A Civilized World

A Civilized World opens with an innocuous enough shot: A place holder on a dinner table inscribed with the name Felix Jones, a platter of finger food is laid next to it before the scene expands to an obviously swanky bar or maybe party. Guests are laughing, gulping wine, greedily devouring appetizers. Who is Felix Jones? We’re never formally introduced, but by the end of the film we may well have a good idea of his fate.

Set in an alternative, yet familiar, reality, the main meat of Anghus Houvouras’ short (43 minutes) film is primarily a double hander: In a sparsely furnished room, a government employee (Justin Smith) questions a condemned woman, Eleanor Reed (Karen Labbé) about her life choices, tells how her selfishness has affected others whilst she tries to defend herself, sometimes though pity, sometimes by questioning him about his acceptance of how the world works. Through this head-to-head we will come to understand much of the world this story is taking place in and, chillingly, the fate that befalls those who don’t – for whatever reason – conform. The interrogation becomes a philosophical debate, the upper hand in the argument constantly swinging back and forth between the two protagonists like the pendulum of a clock whose minutes are running down or, more ominously, a Sword of Damocles. Both Smith and Labbé deliver excellent and believable performances, playing their characters straight and never descending into melodrama, both are pitch perfect for the material.

The film ends much as it begins, but now the sight of a placeholder on a dinner table holds a far more horrifying connotation.

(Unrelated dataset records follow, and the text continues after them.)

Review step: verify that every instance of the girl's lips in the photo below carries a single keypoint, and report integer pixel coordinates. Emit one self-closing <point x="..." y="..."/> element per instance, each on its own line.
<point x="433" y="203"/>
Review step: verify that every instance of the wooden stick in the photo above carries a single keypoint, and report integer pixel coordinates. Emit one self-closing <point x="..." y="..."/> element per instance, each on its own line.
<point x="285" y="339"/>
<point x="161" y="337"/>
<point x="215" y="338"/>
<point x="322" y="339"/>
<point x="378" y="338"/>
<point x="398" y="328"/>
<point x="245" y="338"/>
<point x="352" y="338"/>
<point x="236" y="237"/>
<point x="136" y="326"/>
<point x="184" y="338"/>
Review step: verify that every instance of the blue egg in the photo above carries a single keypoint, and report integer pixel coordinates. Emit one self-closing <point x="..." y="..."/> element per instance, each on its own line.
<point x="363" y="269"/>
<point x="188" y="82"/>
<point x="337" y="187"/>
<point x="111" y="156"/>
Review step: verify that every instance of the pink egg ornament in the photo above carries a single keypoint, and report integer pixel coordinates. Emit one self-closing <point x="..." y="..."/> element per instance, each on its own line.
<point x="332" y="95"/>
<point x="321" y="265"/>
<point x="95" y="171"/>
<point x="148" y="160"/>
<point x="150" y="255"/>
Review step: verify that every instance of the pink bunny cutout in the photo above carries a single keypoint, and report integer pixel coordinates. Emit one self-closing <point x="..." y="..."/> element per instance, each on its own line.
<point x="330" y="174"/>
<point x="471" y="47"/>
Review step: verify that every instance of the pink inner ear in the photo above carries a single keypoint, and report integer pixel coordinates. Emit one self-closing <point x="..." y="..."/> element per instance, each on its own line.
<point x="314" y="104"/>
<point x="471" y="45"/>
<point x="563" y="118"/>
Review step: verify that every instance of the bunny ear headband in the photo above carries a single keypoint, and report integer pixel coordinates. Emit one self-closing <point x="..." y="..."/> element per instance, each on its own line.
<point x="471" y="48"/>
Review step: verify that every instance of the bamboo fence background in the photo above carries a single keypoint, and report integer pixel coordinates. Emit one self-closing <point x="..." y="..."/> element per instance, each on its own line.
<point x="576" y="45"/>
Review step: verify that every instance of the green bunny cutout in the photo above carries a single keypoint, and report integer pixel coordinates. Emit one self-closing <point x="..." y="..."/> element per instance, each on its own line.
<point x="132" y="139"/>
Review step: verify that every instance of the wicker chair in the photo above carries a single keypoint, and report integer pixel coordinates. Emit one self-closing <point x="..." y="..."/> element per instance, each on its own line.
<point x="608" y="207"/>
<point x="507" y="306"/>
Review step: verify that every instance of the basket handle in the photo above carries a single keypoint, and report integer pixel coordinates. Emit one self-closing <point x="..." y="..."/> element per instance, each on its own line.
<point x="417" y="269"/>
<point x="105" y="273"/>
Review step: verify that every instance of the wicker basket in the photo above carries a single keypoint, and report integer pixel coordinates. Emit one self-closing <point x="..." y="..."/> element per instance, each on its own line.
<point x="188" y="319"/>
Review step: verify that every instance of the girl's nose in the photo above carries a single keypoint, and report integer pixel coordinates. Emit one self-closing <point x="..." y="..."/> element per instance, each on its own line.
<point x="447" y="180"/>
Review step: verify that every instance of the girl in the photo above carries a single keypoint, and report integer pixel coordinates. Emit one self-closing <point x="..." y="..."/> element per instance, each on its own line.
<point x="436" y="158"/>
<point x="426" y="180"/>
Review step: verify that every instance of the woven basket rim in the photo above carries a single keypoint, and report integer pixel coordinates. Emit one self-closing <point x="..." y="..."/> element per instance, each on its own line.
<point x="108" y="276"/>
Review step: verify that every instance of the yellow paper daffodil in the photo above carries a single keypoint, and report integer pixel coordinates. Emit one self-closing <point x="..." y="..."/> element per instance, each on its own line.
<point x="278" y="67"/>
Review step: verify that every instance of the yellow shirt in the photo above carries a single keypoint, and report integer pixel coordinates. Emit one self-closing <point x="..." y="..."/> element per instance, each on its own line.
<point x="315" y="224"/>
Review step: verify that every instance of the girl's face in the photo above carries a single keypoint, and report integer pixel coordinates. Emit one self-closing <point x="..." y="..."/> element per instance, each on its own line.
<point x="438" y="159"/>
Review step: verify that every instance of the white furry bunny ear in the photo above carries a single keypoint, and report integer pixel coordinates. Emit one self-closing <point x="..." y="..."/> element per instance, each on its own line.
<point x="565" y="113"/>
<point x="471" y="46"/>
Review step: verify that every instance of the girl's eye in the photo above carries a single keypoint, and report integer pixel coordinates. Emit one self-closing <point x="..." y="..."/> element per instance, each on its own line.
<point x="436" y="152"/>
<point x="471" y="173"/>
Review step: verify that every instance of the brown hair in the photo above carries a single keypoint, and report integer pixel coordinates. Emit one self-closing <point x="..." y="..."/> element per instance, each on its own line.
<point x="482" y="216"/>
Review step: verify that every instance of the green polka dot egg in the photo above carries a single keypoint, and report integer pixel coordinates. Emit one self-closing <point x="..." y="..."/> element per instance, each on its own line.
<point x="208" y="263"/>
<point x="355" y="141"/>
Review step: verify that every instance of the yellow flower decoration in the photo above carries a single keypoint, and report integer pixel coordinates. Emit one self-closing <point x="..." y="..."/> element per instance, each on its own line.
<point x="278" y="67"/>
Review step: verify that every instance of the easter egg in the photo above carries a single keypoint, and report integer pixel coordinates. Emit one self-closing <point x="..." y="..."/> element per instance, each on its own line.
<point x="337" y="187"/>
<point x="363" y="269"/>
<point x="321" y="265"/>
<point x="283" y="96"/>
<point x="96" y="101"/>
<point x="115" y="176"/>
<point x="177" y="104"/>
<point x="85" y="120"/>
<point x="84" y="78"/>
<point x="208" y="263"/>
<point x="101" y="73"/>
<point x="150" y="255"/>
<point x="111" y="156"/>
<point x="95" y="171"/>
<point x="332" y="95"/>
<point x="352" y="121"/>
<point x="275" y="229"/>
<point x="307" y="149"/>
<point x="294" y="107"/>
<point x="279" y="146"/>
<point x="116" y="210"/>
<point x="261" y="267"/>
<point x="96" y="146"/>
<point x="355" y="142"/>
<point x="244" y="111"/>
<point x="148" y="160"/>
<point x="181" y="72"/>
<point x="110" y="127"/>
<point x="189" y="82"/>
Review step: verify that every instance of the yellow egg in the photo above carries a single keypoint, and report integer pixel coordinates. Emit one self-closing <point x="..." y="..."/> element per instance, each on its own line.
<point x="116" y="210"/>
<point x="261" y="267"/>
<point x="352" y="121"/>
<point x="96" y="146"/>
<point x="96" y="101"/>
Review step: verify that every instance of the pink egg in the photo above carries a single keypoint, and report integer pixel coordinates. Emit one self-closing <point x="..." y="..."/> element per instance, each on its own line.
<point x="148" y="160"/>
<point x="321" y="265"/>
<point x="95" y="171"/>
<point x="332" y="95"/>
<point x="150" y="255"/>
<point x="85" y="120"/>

A Civilized World dares to ask big questions that hold as much relevance to our own world as much as they do in the world in which it is set, it doesn’t so much promote debate as provoke it, it demands you talk about it, question it, argue it. It seems not so much concerned with how civilization is defined as it is with whom does the defining. It is unsettling, disquieting and yet, other than its unnerving and deeply ominous score (by Melina Radovic), there is little onscreen visually that you would conventionally rate as disturbing or upsetting. Writer/director Anghus Houvouras keeps the audience off-balance throughout, never knowing where the subtle conflict will take us and delivers a subtle gut-punch that is troubling long after viewing.

A Civilized World is due to premiere at the Tribeca Film Center on September 24th, this year and is well worth three-quarters of an hour of anybody’s time.